Le grand retour de Romain Ntamack dans un choc du Top 14
Près de trois mois après son dernier match officiel, Romain Ntamack effectue son retour à la compétition ce dimanche soir. L'ouvreur du Stade Toulousain, qui a manqué le Tournoi des Six Nations, sera aligné d'entrée face à l'Union Bordeaux-Bègles lors de la 19e journée du championnat de France. Un face-à-face particulièrement attendu puisqu'il opposera Ntamack à Matthieu Jalibert, l'homme qui l'a remplacé avec succès chez les Bleus.
Un calendrier qui tombe à pic
Pour la troisième saison consécutive, le hasard du calendrier - déterminé par un algorithme - place la rencontre entre l'UBB et le Stade Toulousain juste après le Tournoi des Six Nations. Cette année, la coïncidence prend une saveur particulière avec le retour de Ntamack, absent des terrains depuis le 28 décembre dernier. Le joueur de 26 ans a enchaîné les blessures, d'abord à un rein puis à un ischio-jambier, le privant de cinq matchs de Top 14, deux rencontres de Champions Cup et surtout du Tournoi remporté par la France.
Jalibert, l'homme en forme
Pendant l'absence de Ntamack, Matthieu Jalibert a brillé sous le maillot bleu. Le Bordelais, jusqu'alors cantonné à des performances remarquables avec son club, a exporté son talent au plus haut niveau international. Fabien Galthié, le sélectionneur national, l'a même cité parmi les cinq meilleurs éléments français du Tournoi. Une performance qui a naturellement relancé le débat sur la hiérarchie au poste d'ouvreur en équipe de France.
La hiérarchie tricolore en question
Le sélectionneur national reste prudent sur la question. « Matthieu a remporté un titre avec nous. Romain en a gagné deux. Ce sont deux super mecs, mais ils ont le malheur d'être opposés par les médias. Nous aurons besoin des deux », a déclaré Galthié sur RMC. Pourtant, l'inversion des courbes est palpable : Jalibert monte en puissance tandis que Ntamack cherche à retrouver son meilleur niveau après une série de blessures.

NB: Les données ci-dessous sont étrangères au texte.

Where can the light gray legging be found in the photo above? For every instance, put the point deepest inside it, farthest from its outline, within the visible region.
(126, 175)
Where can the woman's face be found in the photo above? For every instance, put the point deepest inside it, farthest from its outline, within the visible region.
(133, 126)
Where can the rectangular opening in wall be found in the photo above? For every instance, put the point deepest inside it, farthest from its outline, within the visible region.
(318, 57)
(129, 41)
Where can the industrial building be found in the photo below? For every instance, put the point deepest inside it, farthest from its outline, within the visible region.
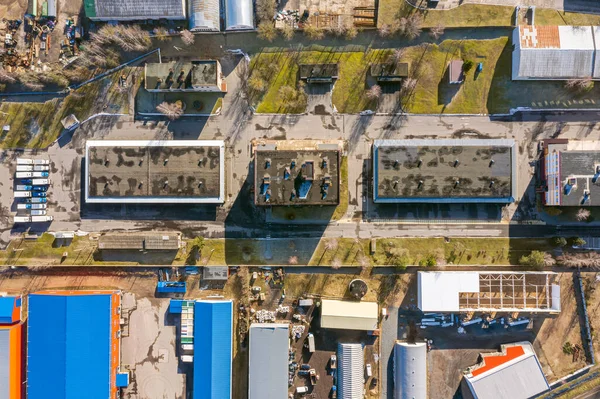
(458, 291)
(73, 344)
(134, 10)
(204, 15)
(213, 349)
(349, 315)
(184, 76)
(268, 364)
(515, 372)
(444, 171)
(350, 372)
(305, 175)
(555, 52)
(11, 352)
(239, 14)
(148, 171)
(410, 370)
(569, 171)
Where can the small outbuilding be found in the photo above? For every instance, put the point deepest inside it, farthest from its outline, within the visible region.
(455, 72)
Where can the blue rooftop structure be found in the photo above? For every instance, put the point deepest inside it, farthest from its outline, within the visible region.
(213, 328)
(9, 309)
(69, 346)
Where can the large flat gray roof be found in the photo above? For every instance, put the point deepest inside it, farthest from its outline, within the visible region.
(268, 364)
(144, 171)
(446, 170)
(296, 177)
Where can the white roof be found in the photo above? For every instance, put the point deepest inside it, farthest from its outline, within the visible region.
(555, 52)
(349, 315)
(351, 365)
(439, 291)
(410, 370)
(521, 377)
(268, 363)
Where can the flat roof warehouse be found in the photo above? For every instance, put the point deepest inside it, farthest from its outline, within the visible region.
(149, 171)
(444, 171)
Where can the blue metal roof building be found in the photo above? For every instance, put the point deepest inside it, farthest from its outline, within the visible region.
(70, 343)
(213, 329)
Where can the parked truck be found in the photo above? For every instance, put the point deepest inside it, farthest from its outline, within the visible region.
(32, 206)
(42, 218)
(36, 200)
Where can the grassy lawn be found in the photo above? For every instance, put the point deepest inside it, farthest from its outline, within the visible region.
(478, 15)
(37, 125)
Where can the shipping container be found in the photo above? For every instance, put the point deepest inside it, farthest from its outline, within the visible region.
(41, 218)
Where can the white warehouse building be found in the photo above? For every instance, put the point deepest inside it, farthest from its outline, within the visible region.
(555, 52)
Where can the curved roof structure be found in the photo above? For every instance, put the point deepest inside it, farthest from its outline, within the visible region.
(204, 15)
(351, 366)
(410, 370)
(239, 14)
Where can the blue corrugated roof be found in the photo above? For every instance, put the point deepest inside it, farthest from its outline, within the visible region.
(212, 349)
(7, 305)
(68, 346)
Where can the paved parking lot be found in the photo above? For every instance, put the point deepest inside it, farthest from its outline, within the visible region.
(150, 351)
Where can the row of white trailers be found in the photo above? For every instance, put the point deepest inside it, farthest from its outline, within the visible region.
(38, 170)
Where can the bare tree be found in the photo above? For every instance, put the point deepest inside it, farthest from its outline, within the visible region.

Le long chemin de retour de Ntamack
La saison 2024-2025 a été particulièrement difficile pour l'ouvreur toulousain. Après une intervention chirurgicale à un genou l'été dernier, il a connu plusieurs rechutes qui ont limité son influence sur le terrain. Peato Mauvaka, son coéquipier, reconnaît l'enjeu : « Romain va vouloir montrer qu'il est toujours là et on va l'aider pour qu'il soit bien pendant le match ».
Une préparation intensive
Mathis Lebel, l'un de ses proches dans le vestiaire toulousain, assure que Ntamack a mis à profit cette longue coupure : « J'ai passé beaucoup de temps avec lui et il a optimisé son travail pour arriver le plus prêt possible. Je le sens affûté. Il s'est donné les moyens d'arriver physiquement prêt ». Virgile Lacombe, adjoint d'Ugo Mola, confirme cette détermination : « Il veut montrer rapidement qu'il sera prêt sur la fin de saison ».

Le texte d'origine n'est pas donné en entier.